Import AI 130: Pushing neural architecture search further with transfer learning; Facebook funds European center on AI ethics; and analysis shows BERT is more powerful than people might think

by Jack Clark

Facebook reveals its “self-feeding chatbot”:
…Towards AI systems that continuously update themselves…
AI systems are a bit like dumb, toy robots: you spend months or years laboring away in a research lab and eventually a factory (in the case of AI, a data center) to design an exquisite little doohickey that does something very well, then you start selling it in the market, observe what users do with it, and use those insights to help you design a new, better robot. Wouldn’t it be better if the toy robot was able to understand how users were interacting with it, and adjust its behavior to make the users more satisfied with it?
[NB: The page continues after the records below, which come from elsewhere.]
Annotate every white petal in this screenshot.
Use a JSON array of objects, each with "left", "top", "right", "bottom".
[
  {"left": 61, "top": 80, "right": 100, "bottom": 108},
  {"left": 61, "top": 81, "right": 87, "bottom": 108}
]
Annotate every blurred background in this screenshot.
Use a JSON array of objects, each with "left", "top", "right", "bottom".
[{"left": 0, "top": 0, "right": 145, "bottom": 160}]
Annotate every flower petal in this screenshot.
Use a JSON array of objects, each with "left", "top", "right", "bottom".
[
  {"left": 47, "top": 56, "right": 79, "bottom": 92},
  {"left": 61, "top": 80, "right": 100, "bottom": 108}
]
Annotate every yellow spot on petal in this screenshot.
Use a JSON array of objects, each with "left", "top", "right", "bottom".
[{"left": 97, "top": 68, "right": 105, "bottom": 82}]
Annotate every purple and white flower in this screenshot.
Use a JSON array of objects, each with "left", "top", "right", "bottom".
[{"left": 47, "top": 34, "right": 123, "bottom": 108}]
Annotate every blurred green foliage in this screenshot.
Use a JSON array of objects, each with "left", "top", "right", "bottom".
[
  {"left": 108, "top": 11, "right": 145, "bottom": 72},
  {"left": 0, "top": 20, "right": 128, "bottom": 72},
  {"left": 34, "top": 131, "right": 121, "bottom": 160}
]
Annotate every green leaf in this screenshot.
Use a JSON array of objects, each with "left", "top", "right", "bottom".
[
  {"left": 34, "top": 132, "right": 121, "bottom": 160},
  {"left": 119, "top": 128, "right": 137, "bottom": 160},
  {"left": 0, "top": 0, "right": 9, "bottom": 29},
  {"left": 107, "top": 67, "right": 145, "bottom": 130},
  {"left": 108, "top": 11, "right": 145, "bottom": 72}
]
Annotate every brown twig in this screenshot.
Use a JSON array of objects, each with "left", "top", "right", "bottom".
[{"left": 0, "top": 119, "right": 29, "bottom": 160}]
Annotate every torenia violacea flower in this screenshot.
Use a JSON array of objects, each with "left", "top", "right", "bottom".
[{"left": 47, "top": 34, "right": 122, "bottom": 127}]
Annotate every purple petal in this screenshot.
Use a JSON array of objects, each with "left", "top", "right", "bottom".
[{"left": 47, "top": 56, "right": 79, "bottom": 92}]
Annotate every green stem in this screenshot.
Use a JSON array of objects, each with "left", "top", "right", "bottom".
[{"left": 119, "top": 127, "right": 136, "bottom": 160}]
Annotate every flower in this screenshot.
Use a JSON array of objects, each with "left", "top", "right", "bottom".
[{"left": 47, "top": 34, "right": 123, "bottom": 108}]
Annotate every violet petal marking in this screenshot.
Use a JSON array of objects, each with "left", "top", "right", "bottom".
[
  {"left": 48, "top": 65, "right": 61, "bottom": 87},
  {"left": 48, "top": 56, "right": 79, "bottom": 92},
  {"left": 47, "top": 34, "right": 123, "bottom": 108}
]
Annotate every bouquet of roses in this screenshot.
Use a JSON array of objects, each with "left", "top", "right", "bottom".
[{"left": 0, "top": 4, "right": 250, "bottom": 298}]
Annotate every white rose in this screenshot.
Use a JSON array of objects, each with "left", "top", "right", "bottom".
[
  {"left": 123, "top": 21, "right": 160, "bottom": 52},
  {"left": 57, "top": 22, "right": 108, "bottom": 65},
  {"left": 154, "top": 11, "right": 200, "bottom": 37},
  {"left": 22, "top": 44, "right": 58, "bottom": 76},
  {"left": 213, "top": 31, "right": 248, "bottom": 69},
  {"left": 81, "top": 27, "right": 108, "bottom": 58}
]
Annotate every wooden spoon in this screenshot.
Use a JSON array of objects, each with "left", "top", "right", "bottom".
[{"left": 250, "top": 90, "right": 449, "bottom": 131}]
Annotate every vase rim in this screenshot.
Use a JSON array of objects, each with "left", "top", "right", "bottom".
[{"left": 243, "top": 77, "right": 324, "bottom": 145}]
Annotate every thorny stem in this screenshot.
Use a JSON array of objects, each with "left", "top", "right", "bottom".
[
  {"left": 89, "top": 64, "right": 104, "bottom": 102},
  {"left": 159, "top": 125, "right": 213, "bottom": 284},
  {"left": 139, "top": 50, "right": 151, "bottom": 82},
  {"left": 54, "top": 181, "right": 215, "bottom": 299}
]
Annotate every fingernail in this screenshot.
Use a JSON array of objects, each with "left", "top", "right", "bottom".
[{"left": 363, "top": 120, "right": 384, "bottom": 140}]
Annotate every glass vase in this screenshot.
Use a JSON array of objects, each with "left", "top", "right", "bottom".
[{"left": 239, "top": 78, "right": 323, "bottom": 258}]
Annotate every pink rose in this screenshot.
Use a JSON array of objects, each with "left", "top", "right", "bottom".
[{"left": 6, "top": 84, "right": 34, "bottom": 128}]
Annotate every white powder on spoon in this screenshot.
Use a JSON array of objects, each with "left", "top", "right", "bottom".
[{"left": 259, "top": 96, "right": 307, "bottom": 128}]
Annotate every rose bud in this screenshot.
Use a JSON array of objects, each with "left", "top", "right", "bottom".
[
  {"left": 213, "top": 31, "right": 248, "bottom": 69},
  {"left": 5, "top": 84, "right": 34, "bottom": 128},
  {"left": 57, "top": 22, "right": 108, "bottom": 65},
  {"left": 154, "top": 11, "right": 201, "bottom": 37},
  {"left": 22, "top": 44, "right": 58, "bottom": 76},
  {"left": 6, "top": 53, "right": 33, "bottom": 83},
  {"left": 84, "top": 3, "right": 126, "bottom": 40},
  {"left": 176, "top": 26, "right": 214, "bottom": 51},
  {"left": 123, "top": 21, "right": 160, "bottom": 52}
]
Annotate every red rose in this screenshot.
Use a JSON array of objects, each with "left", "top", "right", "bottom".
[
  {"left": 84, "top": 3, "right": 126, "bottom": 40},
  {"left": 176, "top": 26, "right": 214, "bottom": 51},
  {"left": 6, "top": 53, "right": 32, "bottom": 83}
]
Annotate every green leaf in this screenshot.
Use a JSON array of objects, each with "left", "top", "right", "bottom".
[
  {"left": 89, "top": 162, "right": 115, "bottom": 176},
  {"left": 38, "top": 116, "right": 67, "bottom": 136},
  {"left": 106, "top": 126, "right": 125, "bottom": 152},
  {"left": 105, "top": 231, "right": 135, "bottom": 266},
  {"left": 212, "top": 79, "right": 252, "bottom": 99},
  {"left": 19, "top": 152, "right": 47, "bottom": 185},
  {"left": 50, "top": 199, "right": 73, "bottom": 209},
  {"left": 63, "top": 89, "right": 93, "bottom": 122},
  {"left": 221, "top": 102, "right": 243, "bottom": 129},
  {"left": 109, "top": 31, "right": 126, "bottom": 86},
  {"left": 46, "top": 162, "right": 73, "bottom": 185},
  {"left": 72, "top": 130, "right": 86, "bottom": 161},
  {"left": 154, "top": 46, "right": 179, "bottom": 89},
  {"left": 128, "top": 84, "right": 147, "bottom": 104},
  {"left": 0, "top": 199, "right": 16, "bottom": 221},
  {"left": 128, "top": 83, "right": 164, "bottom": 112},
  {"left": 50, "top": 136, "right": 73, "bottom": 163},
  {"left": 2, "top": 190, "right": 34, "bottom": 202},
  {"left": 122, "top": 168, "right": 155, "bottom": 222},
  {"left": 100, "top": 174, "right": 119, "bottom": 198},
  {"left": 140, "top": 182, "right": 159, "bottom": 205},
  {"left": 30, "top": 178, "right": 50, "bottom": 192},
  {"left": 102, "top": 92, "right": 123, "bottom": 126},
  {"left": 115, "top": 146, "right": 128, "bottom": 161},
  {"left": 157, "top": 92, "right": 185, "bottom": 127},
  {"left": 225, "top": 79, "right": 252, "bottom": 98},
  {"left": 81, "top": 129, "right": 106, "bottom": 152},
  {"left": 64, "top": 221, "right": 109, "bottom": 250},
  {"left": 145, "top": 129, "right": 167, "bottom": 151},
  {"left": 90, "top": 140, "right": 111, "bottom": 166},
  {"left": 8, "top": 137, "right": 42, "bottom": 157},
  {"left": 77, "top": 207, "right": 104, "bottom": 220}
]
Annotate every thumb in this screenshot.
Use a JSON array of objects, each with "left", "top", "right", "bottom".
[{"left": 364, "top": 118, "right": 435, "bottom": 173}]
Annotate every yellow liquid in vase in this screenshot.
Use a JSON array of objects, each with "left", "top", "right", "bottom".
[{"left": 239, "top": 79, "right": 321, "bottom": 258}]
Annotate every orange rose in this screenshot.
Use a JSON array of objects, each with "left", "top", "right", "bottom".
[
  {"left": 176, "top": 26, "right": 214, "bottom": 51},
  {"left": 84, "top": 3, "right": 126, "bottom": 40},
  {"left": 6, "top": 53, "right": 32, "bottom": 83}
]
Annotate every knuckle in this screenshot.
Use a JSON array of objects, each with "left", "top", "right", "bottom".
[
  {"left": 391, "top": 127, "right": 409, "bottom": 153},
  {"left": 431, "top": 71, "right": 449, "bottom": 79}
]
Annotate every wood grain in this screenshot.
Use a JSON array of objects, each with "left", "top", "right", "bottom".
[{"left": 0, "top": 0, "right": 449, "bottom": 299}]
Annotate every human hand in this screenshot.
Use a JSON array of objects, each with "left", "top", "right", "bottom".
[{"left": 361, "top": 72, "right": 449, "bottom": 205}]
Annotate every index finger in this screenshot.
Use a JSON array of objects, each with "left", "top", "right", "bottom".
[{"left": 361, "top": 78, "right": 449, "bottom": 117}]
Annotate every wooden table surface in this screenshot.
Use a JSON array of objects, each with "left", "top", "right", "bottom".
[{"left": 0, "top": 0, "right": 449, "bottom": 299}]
That’s the idea behind new research from Facebook which proposes “the self-feeding chatbot, a dialogue agent with the ability to extract new examples from the conversations it participates in after deployment”.
  How it works – pre-training: Facebook’s chatbot is trained on two tasks: DIALOGUE, where the bot tries to predict the next utterance in a conversation (which it can use to calibrate itself), and SATISFACTION, where it tries to assess how satisfied the speaking partner is with the conversation. Data for both these tasks comes from conversations between humans. The DIALOGUE dataset comes from the ‘PERSONACHAT’ dataset consists of short dialogs (6-8 turns) between two humans who have been instructed to try and get to know eachother.
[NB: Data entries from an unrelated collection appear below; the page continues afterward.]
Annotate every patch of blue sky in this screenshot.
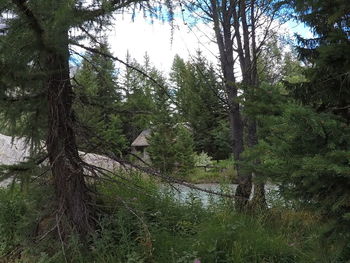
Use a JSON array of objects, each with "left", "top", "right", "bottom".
[
  {"left": 69, "top": 54, "right": 83, "bottom": 67},
  {"left": 286, "top": 20, "right": 315, "bottom": 38}
]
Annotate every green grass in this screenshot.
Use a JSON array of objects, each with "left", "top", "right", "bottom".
[
  {"left": 0, "top": 175, "right": 346, "bottom": 263},
  {"left": 183, "top": 159, "right": 236, "bottom": 184}
]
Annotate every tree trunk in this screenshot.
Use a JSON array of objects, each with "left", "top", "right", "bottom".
[
  {"left": 45, "top": 38, "right": 93, "bottom": 237},
  {"left": 211, "top": 0, "right": 251, "bottom": 210}
]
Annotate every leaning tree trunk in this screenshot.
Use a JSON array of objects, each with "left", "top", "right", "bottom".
[
  {"left": 248, "top": 119, "right": 267, "bottom": 210},
  {"left": 210, "top": 0, "right": 251, "bottom": 210},
  {"left": 45, "top": 40, "right": 92, "bottom": 236}
]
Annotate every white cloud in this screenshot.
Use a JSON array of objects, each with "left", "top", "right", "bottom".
[
  {"left": 108, "top": 16, "right": 217, "bottom": 72},
  {"left": 108, "top": 15, "right": 312, "bottom": 73}
]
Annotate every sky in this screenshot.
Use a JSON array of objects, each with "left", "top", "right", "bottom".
[{"left": 73, "top": 12, "right": 312, "bottom": 74}]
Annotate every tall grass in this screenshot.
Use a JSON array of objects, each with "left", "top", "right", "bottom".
[{"left": 0, "top": 175, "right": 346, "bottom": 263}]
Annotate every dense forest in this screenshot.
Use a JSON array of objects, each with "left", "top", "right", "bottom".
[{"left": 0, "top": 0, "right": 350, "bottom": 263}]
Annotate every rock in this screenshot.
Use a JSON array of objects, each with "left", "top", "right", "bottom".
[{"left": 0, "top": 134, "right": 122, "bottom": 186}]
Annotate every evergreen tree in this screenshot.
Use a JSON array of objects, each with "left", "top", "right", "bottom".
[
  {"left": 171, "top": 51, "right": 231, "bottom": 159},
  {"left": 0, "top": 0, "right": 169, "bottom": 236},
  {"left": 173, "top": 123, "right": 195, "bottom": 177},
  {"left": 246, "top": 1, "right": 350, "bottom": 245},
  {"left": 122, "top": 54, "right": 155, "bottom": 144},
  {"left": 148, "top": 69, "right": 176, "bottom": 174},
  {"left": 74, "top": 44, "right": 128, "bottom": 155}
]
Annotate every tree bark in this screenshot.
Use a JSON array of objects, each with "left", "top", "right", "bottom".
[
  {"left": 45, "top": 32, "right": 93, "bottom": 237},
  {"left": 211, "top": 0, "right": 252, "bottom": 210}
]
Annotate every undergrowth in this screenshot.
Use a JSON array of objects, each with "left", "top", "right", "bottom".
[{"left": 0, "top": 175, "right": 346, "bottom": 263}]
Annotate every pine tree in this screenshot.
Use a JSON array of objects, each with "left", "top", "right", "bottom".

  How it works – updating in the wild: Once deployed, the chatbot learns from its interactions with people in two ways: if the bot predicts with high-confidence that its response will satisfy its conversation partner, then it extracts a new structured dialogue example from the discussion with the human. If the bot thinks that the human is unsatisfied with the bot’s most recent interaction with it, then the bot generates a question for the person to request feedback, and this conversation exchange is used to generate a feedback example, which the bot stores and learns from. (“We rely on the fact that the feedback is not random: regardless of whether it is a verbatim response, a description of a response, or a list of possible responses”, Facebook writes.
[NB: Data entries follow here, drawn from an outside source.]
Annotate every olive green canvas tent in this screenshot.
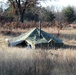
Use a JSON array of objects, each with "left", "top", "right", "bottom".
[{"left": 9, "top": 28, "right": 63, "bottom": 48}]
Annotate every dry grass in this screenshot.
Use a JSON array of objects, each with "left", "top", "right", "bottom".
[{"left": 0, "top": 27, "right": 76, "bottom": 75}]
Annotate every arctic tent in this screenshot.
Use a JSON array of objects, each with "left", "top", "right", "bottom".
[{"left": 9, "top": 28, "right": 63, "bottom": 48}]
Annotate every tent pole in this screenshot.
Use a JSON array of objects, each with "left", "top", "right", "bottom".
[{"left": 39, "top": 20, "right": 41, "bottom": 38}]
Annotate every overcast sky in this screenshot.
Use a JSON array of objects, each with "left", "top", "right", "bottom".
[{"left": 0, "top": 0, "right": 76, "bottom": 10}]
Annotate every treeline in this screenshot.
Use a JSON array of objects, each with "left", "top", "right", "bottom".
[{"left": 0, "top": 6, "right": 76, "bottom": 23}]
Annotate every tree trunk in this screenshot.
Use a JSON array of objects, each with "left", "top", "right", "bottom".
[{"left": 20, "top": 9, "right": 25, "bottom": 23}]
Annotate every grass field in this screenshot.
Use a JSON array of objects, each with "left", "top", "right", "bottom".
[{"left": 0, "top": 28, "right": 76, "bottom": 75}]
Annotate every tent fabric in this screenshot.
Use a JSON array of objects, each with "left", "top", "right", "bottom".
[{"left": 9, "top": 28, "right": 63, "bottom": 47}]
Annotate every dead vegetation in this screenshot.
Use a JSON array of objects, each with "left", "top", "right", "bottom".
[{"left": 0, "top": 22, "right": 76, "bottom": 75}]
  Results: Facebook shows that it can further improve the performance of its chatbots by using data generated by its chatbot during interactions with humans. Additionally, the use of this data displays solid improvements on performance regardless of the number of data examples in the system – suggesting that a little bit of data gathered in the wild can improve performance in most places. “Even when the entire PERSONACHAT dataset of 131k examples is used – a much larger dataset than what is available for most dialogue tasks – adding deployment examples is still able to provide an additional 1.6 points of accuracy on what is otherwise a very flat region of the learning curve.,” they write.
  Why this matters: Being able to design AI systems that can automatically gather their own data once deployed feels like a middle ground between the systems we have today, and systems which do fully autonomous continuous learning. It’ll be fascinating to see if techniques like these are experimented more widely, as that might lead to the chatbots around us getting substantially better. Because this system requires on its human conversation partners to improve itself it is implicit that their data has some trace economic value, so perhaps work like this also will also further support some of the debates people have about whether users should be able to own their own data or not.
  Read more: Learning from Dialogue after Deployment: Feed Yourself, Chatbot! (Arxiv).

BERT: More powerful than you think:
Language researcher remarks on the surprisingly well-performing Transformer-based system…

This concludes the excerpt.